Installation¶
Linux + Docker¶
Install Docker.
Pull the image:
$ sudo docker pull scrapinghub/splash
Start the container:
$ sudo docker run -p 5023:5023 -p 8050:8050 -p 8051:8051 scrapinghub/splash
Splash is now available at 0.0.0.0 at ports 8050 (http), 8051 (https) and 5023 (telnet).
OS X + Docker¶
Install Docker (via the Toolbox Instructions).
Create, run & load the configuration for the docker-machine
$ docker-machine create default
$ docker-machine start default
$ eval “$(docker-machine env default)”
Pull the image:
$ docker pull scrapinghub/splash
Start the container:
$ docker run -p 5023:5023 -p 8050:8050 -p 8051:8051 scrapinghub/splash
Figure out the ip address of the docker-machine:
$ docker-machine ip default 192.168.59.103
Splash is available at the returned IP address at ports 8050 (http), 8051 (https) and 5023 (telnet).
Ubuntu 14.04 (manual way)¶
1. Install system dependencies (check provision.sh <https://github.com/scrapinghub/splash/blob/master/dockerfiles/splash/provision.sh>)
Clone the repo from GitHub:
$ git clone https://github.com/scrapinghub/splash/
Install dependencies with pip:
$ cd splash $ pip3 install -r requirements.txt
To run the server execute the following command:
python3 -m splash.server
Run python -m splash.server --help
to see options available.
By default, Splash API endpoints listen to port 8050 on all available
IPv4 addresses. To change the port use --port
option:
python3 -m splash.server --port=5000
Required Python packages¶
# install PyQt5 (Splash is tested on PyQT 5.5.1)

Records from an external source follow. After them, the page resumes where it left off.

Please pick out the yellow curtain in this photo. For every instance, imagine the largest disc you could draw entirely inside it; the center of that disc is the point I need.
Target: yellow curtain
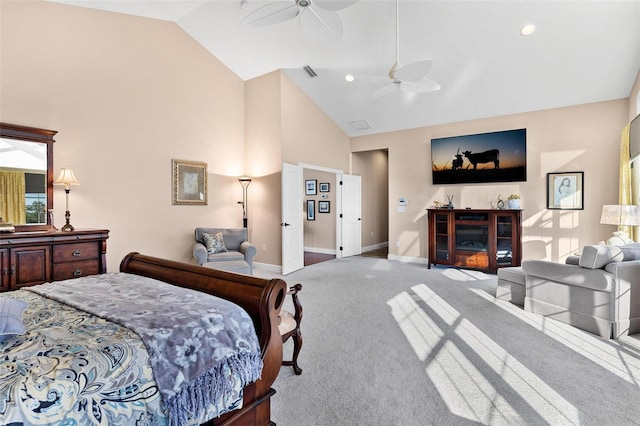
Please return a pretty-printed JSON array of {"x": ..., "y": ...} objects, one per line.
[
  {"x": 13, "y": 188},
  {"x": 625, "y": 175}
]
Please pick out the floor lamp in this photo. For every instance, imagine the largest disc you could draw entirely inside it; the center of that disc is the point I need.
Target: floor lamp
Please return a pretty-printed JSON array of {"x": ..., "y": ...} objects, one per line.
[
  {"x": 67, "y": 179},
  {"x": 244, "y": 181},
  {"x": 621, "y": 215}
]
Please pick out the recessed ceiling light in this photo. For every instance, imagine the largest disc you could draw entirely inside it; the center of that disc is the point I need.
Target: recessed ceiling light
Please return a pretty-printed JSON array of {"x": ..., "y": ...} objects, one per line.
[{"x": 528, "y": 29}]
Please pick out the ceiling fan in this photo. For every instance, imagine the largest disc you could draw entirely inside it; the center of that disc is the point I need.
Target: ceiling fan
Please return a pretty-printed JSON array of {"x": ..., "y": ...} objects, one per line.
[
  {"x": 411, "y": 78},
  {"x": 318, "y": 17}
]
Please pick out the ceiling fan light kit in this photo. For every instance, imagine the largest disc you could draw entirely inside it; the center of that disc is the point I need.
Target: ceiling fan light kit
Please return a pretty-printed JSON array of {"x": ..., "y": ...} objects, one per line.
[{"x": 411, "y": 78}]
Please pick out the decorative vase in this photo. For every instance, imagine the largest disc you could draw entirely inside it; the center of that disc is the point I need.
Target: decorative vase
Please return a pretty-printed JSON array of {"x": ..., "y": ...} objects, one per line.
[{"x": 514, "y": 204}]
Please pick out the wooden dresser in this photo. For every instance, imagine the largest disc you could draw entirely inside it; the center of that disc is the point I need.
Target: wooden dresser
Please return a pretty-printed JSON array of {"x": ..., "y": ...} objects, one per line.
[{"x": 29, "y": 258}]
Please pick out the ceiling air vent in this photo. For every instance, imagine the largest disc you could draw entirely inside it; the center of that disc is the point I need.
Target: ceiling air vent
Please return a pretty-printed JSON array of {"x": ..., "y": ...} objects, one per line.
[
  {"x": 361, "y": 124},
  {"x": 310, "y": 71}
]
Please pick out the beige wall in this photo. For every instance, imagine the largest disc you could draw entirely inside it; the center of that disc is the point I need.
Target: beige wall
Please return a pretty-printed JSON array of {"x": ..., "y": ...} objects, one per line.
[
  {"x": 373, "y": 167},
  {"x": 126, "y": 94},
  {"x": 581, "y": 138},
  {"x": 634, "y": 98}
]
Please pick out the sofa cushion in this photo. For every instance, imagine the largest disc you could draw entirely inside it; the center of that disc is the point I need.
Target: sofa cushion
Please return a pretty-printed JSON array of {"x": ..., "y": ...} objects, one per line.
[
  {"x": 597, "y": 256},
  {"x": 226, "y": 256},
  {"x": 11, "y": 317},
  {"x": 214, "y": 243},
  {"x": 234, "y": 237},
  {"x": 631, "y": 251}
]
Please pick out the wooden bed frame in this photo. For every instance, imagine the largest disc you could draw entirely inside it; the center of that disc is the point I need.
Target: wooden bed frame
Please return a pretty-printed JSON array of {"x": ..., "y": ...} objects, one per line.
[{"x": 260, "y": 297}]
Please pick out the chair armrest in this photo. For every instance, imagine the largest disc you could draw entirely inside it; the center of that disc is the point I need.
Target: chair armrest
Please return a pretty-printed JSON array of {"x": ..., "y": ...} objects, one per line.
[
  {"x": 200, "y": 253},
  {"x": 297, "y": 306}
]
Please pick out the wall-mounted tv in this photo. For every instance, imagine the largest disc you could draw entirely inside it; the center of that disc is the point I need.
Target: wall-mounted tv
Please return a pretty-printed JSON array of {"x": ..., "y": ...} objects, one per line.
[
  {"x": 483, "y": 157},
  {"x": 634, "y": 137}
]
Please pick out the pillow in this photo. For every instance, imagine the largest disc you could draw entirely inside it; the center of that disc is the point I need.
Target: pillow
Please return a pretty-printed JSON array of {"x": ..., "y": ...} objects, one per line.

# and the following packages:
twisted >= 15.5.0, < 16.3.0
qt5reactor
psutil
adblockparser >= 0.5
https://github.com/sunu/pyre2/archive/c610be52c3b5379b257d56fc0669d022fd70082a.zip#egg=re2
xvfbwrapper
Pillow
six
# for scripting support
lupa >= 1.3
funcparserlib >= 0.3.6
Splash Versions¶
docker pull scrapinghub/splash
will give you the latest stable Splash
release. To obtain the latest development version use
docker pull scrapinghub/splash:master
. Specific Splash versions
are also available, e.g. docker pull scrapinghub/splash:1.8
.
Customizing Dockerized Splash¶
Passing Custom Options¶
To run Splash with custom options pass them to docker run
.
For example, let’s increase log verbosity:
$ docker run -p 8050:8050 scrapinghub/splash -v3
To see all possible options pass --help
. Not all options will work the
same inside Docker: changing ports doesn’t make sense (use docker run options
instead), and paths are paths in the container.
Folders Sharing¶
To set custom Request Filters use -v Docker option. First, create a folder with request filters on your local filesystem, then make it available to the container:
$ docker run -p 8050:8050 -v <my-filters-dir>:/etc/splash/filters scrapinghub/splash
Replace <my-filters-dir>
with a path of your local folder with request
filters.
Docker Data Volume Containers can also be used. Check https://docs.docker.com/userguide/dockervolumes/ for more info.
Proxy Profiles and Javascript Profiles can be added in a similar way:
$ docker run -p 8050:8050 \
-v <my-proxy-profiles-dir>:/etc/splash/proxy-profiles \
-v <my-js-profiles-dir>:/etc/splash/js-profiles \
scrapinghub/splash
To setup Adding Your Own Modules mount a folder to
/etc/splash/lua_modules
. If you use a Lua sandbox
(default) don’t forget to list safe modules using
--lua-sandbox-allowed-modules
option:
$ docker run -p 8050:8050 \
-v <my-lua-modules-dir>:/etc/splash/lua_modules \
--lua-sandbox-allowed-modules 'module1;module2' \
scrapinghub/splash
Warning
Folder sharing (-v
option) doesn’t work on OS X and Windows
(see https://github.com/docker/docker/issues/4023).
It should be fixed in future Docker & Boot2Docker releases.
For now use one of the workarounds mentioned in issue comments
or clone Splash repo and customize its Dockerfile.
Building Local Docker Images¶
To build your own Docker image, checkout Splash source code using git, then execute the following command from Splash source root:
$ docker build -t my-local-splash .
To build Splash-Jupyter Docker image use this command:
$ docker build -t my-local-splash-jupyter -f dockerfiles/splash-jupyter/Dockerfile .
You may have to change FROM line in dockerfiles/splash-jupyter/Dockerfile
if you want it to be based on your local Splash Docker container.